There are also a bunch of usual attractions; happy hour until 6pm on Wednesday to Friday, $10 margaritas and bloody marys on a Sunday. Reserve special consideration for the menu, bursting with comforting delights made for all seasons thanks to Sonny’s fried chicken, burgers and sides.

Head down to The Gem Bar at 289 Wellington Street in Collingwood.

Ragtime Tavern

LIVE MUSIC is utterly transfixing when it’s being played on a rotating piano shrouded by a smoke machine, which slowly carousels around such a warm, intimate space. FAMOUS FOR the rotating, motorised piano. Did we mention that yet? INFAMOUS FOR being a time machine back to the golden age of inns, taverns, jazz clubs, speakeasies and prohibition. It’s like the Great Depreston never happened. The Ragtime Tavern oozes character out of every beautifully curved surface, from the fluid edges of their velvet Chesterfieldstyle lounges to the bar that flows around the room, to the spinning plate that hosts their baby grand piano.

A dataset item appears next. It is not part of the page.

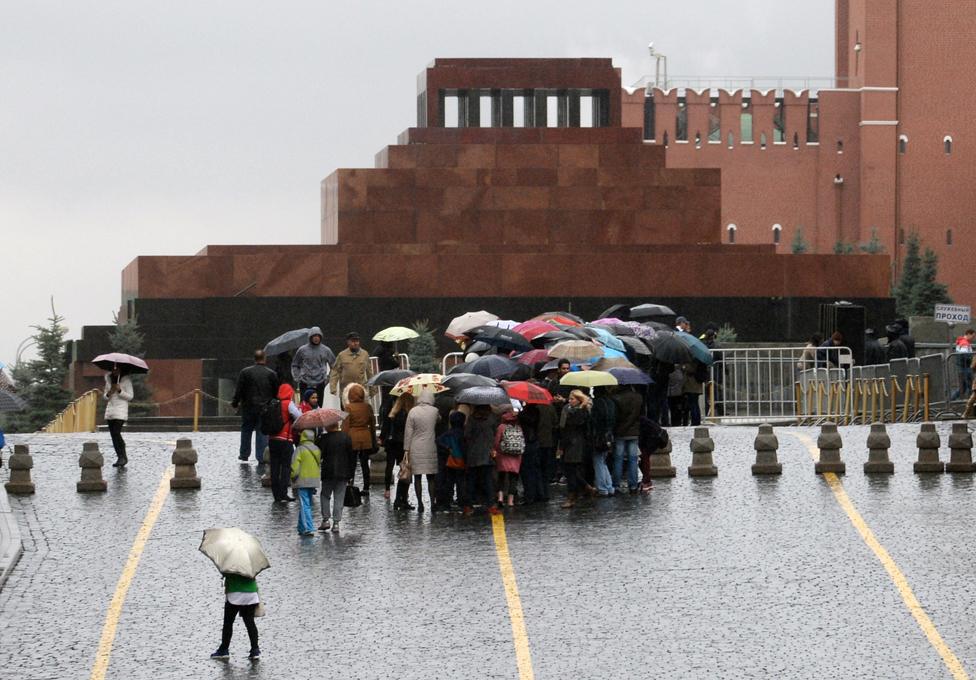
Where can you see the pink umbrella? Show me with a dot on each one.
(126, 362)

Deep reds and browns adorn nearly every surface, gently lit by hanging chandeliers, while mirrors and renaissance art decorate the walls. There are regular open piano evenings, where anyone and everyone can play the north’s most famous keys. It appears almost everyone who works there is a secret Liberace as well.

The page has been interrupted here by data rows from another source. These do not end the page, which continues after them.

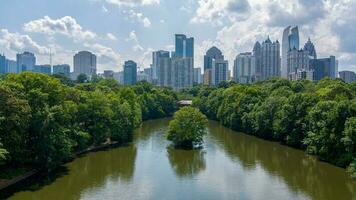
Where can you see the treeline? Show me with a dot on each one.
(318, 117)
(45, 120)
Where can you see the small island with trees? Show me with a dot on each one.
(187, 128)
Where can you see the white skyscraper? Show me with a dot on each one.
(84, 63)
(244, 68)
(220, 71)
(289, 42)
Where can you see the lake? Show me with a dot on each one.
(231, 165)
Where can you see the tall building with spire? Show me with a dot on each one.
(309, 46)
(290, 41)
(271, 59)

In addition to the talented staff and owner, local talent and sing-a-longs abound with plenty of famous faces dropping in from time to time.

With New Orleans front-and-centre in the venue’s ethos, there’s a laidback, anything goes spirit to the Ragtime.

“We try to get them to sing-along, to get people to be part of it as much as we can,” Ragtime’s regular boogie woogie and rockabilly pianist, Ezra Lee, told us recently. “That’s what rock’n’roll is all about, especially this gig because people are literally two feet away from you. Everyone’s yelling out songs or singing along. It’s a big party in there.”

And in case you’re wondering how fast that piano can actually spin… “One night we tried it out and it’s pretty wild. You’re hanging on,” laughs Lee.

Visit Ragtime Tavern at 206 Tyler Street, Preston.